A number of critics have suggested that Mr Starnes took his title rather too seriously, and there are no startling revelations. On the other hand, I do not believe there was any pre-censorship of his manuscript. In fact, he relied on Access to Information requests to release documents he was able to quote, and in some cases attach as appendices.
Reg Whitaker
--
Reg Whitaker
Political Science, York University
Toronto ON CANADA M3J 1P3
tel: [416] 484-7366 / [416] 736-2100 x. 88833
fax: [416] 484-8198 / [416] 736-5686
E-Mail: regwhit@yorku.ca
Date: Sun, 04 Jun 2000 13:28:54 +0200
To: intelforum@his.com
From: "B. de Jong" <b.de.jong@hum.uva.nl>
Subject: Publishing memoirs (was: Unclassified: Colby)
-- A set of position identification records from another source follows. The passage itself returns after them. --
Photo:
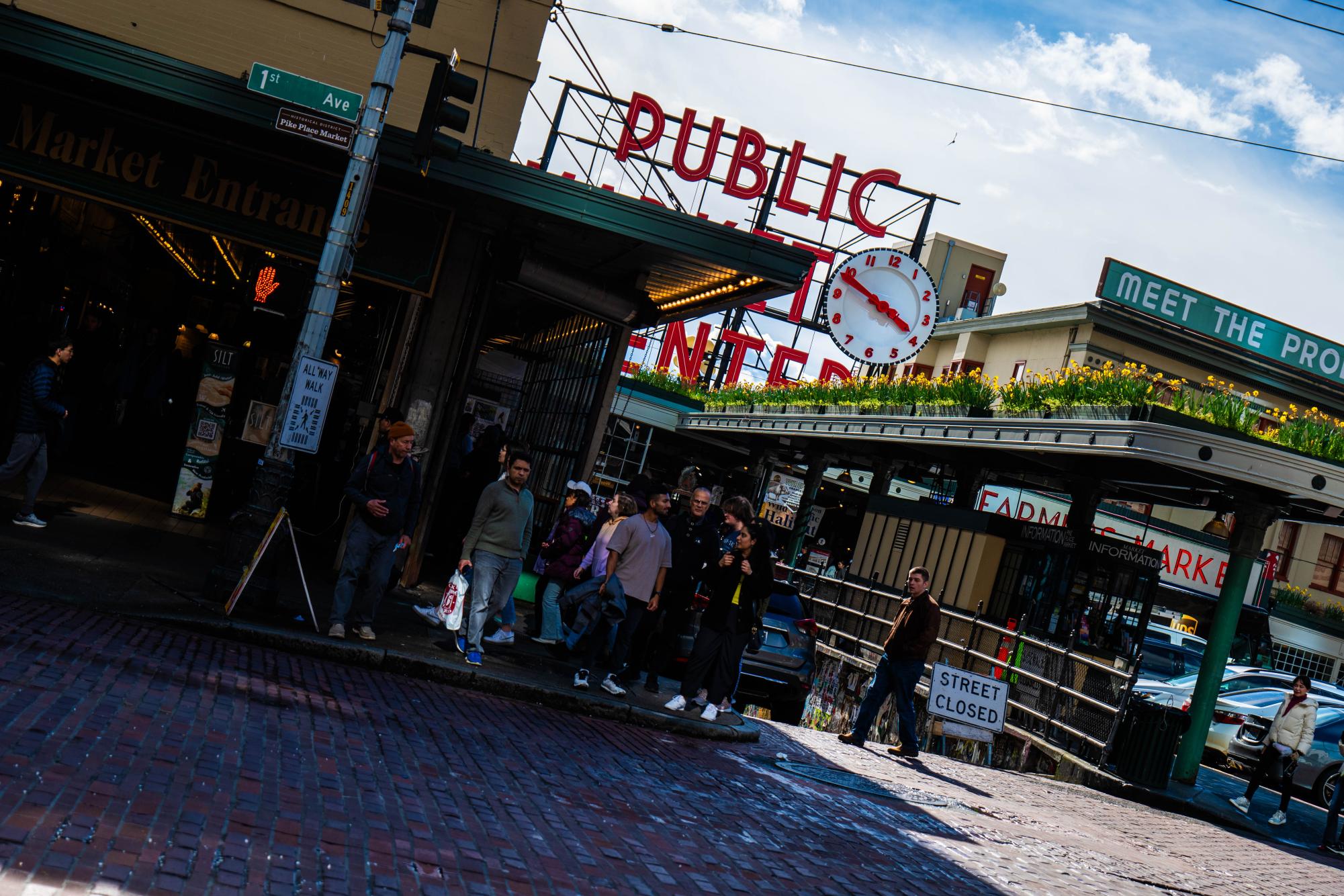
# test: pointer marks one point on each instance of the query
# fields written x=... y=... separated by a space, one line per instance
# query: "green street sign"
x=1233 y=324
x=304 y=92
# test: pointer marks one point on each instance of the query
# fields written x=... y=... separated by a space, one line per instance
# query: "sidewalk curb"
x=457 y=676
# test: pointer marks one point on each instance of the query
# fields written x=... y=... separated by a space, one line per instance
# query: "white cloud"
x=1316 y=122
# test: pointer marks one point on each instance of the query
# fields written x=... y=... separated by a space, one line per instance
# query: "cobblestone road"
x=136 y=760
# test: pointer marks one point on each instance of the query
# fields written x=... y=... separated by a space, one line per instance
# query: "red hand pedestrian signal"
x=265 y=285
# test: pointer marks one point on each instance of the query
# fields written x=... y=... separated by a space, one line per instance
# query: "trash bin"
x=1145 y=745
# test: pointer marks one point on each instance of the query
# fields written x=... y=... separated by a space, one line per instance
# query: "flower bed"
x=1077 y=393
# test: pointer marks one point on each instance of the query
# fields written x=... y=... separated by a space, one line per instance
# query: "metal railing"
x=1070 y=699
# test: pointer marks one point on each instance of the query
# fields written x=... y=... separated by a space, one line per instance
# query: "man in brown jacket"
x=913 y=632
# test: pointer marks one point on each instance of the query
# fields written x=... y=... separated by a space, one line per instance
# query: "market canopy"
x=1141 y=461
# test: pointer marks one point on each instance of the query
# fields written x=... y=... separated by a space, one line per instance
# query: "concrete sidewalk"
x=118 y=568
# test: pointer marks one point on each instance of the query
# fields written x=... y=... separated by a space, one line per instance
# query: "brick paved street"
x=144 y=760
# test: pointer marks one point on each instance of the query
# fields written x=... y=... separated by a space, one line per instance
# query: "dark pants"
x=369 y=558
x=894 y=678
x=29 y=452
x=1332 y=816
x=715 y=659
x=1278 y=772
x=635 y=613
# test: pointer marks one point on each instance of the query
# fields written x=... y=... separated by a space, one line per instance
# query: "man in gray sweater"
x=500 y=534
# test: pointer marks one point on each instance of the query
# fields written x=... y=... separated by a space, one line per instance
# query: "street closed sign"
x=967 y=698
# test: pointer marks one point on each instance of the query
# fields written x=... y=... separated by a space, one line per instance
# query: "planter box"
x=1309 y=620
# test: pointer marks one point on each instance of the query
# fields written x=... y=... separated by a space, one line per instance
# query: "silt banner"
x=208 y=432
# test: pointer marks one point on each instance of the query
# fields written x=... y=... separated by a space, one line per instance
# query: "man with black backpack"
x=385 y=487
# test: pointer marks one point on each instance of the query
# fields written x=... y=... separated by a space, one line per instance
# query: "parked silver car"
x=1317 y=772
x=1172 y=692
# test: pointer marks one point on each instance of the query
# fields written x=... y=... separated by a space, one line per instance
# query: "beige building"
x=1023 y=343
x=337 y=42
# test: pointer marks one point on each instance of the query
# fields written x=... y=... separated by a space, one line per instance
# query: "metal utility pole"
x=347 y=217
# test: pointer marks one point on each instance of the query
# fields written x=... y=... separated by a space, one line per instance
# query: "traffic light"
x=440 y=112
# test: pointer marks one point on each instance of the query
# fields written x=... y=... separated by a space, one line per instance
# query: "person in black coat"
x=740 y=588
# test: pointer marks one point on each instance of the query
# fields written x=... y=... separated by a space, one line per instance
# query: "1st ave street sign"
x=304 y=92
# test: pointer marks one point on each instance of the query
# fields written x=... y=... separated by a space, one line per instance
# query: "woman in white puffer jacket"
x=1288 y=740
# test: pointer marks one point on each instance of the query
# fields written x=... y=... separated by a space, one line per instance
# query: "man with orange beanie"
x=385 y=487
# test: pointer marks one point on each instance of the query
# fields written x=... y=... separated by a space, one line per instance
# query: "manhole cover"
x=851 y=781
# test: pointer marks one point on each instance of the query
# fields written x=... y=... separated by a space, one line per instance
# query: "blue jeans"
x=1332 y=815
x=894 y=678
x=551 y=609
x=494 y=580
x=369 y=555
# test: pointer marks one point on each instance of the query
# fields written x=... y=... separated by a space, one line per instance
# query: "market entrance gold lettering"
x=45 y=138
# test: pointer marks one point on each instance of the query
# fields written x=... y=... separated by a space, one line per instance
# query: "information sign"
x=304 y=92
x=307 y=412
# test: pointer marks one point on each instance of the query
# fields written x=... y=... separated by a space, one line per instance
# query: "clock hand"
x=850 y=277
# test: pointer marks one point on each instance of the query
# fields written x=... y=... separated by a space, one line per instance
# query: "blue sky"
x=1057 y=191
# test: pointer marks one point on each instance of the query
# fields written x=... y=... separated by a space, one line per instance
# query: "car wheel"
x=1325 y=785
x=787 y=711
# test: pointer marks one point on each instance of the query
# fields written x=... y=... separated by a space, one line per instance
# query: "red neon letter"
x=741 y=343
x=683 y=140
x=791 y=177
x=748 y=154
x=877 y=175
x=674 y=343
x=782 y=355
x=800 y=299
x=640 y=104
x=834 y=370
x=828 y=195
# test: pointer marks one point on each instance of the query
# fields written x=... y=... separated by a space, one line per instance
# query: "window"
x=1327 y=574
x=1286 y=542
x=1294 y=660
x=424 y=10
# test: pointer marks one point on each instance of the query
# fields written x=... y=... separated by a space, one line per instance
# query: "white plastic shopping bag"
x=451 y=608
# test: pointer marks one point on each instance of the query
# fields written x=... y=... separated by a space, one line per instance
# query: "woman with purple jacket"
x=564 y=554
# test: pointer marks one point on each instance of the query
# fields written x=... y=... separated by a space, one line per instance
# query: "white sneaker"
x=429 y=616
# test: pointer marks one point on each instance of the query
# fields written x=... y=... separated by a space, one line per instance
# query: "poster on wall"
x=261 y=418
x=487 y=414
x=206 y=436
x=782 y=499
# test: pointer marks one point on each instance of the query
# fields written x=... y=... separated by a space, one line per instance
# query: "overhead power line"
x=1280 y=15
x=671 y=29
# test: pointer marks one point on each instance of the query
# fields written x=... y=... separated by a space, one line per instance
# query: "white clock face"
x=881 y=307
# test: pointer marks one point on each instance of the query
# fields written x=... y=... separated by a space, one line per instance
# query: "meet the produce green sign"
x=1191 y=310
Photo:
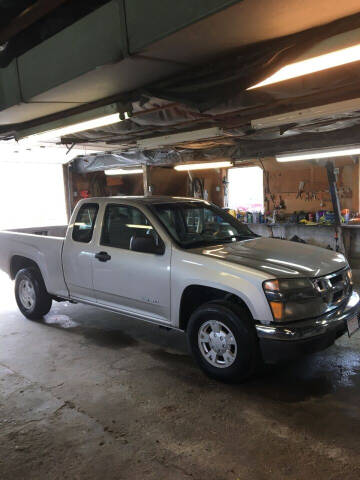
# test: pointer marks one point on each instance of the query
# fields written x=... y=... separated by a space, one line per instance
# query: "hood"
x=278 y=258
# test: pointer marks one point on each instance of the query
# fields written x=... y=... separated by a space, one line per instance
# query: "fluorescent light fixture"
x=312 y=65
x=158 y=142
x=123 y=171
x=96 y=118
x=202 y=166
x=318 y=154
x=308 y=114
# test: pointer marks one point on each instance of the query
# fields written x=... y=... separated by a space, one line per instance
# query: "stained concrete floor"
x=85 y=394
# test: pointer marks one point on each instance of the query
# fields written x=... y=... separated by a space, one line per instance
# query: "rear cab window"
x=124 y=222
x=85 y=222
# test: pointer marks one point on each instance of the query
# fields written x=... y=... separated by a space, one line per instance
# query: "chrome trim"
x=125 y=313
x=311 y=328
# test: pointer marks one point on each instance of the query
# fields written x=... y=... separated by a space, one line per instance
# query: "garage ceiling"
x=182 y=66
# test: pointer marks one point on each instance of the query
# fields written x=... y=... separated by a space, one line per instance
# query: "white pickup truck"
x=186 y=264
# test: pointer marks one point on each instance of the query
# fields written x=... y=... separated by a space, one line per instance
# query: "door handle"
x=103 y=256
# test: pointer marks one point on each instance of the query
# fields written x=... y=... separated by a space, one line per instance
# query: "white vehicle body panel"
x=45 y=251
x=150 y=286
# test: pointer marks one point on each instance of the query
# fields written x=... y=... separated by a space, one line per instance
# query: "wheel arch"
x=19 y=262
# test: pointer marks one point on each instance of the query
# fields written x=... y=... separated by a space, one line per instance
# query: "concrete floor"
x=86 y=394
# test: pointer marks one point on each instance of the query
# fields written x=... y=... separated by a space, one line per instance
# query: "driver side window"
x=122 y=223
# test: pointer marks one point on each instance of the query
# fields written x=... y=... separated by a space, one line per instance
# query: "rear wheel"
x=223 y=341
x=31 y=296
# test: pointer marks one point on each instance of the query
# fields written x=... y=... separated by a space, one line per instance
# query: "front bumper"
x=283 y=342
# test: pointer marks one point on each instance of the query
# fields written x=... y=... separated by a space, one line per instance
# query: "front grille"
x=334 y=288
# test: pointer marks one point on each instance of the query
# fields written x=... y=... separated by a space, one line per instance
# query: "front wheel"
x=223 y=341
x=30 y=292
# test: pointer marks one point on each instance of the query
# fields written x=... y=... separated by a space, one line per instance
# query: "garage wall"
x=165 y=181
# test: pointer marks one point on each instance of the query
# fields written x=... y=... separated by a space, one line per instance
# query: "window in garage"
x=246 y=191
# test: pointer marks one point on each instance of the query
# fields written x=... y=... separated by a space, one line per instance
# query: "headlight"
x=292 y=299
On Sat, 03 Jun 2000 02:01:02 GMT, Mike Fosdal asked:
>On a quite different issue. Here in the UK there is major political and
>bureaucratic battle underway over the desire of the former head of MI5,
>Stella Rimmington, to publish her memoirs. Do members of the Forum have
a
>view on the rectitude of retired intelligence agency leaders publishing
>their memoirs?
I think there is a very important reason to expect from retired intelligence leaders to publish their memoirs. It has to do with public accountability. We all know how oversight in many western democracies is lacking or in many instances not functioning properly. It is clear from the Cold War period that even in the US, which maybe has the best functioning system of oversight, this process at times has not functioned well enough. Writing memoirs by intelligence officials could be seen of course as a way for them to at least give an account of their doings 'before history', where oversight in many ways has been unsatisfactory. After all these people are at the head of organizations which tap phones, read other people's emails etc., in other words they infringe upon the basic rights of individuals for a 'higher good' called national security. In the foreign intelligence sphere they have relations with or even often ally themselves (out of necessity, one hopes) with all kinds of distasteful regimes which practice human rights violations on a systematic basis. So when in those fields many things which such officials undertook during their careers cannot be brought into the open while they are in office, there is even more reason to do this after their careers have ended and the need for security for operational reasons hopefully has disappeared. The need for memoirs by retired intelligence and security officials is therefore for obvious reasons, in my view, more urgent than for people who worked, say, with the ministry of Fisheries and Agriculture.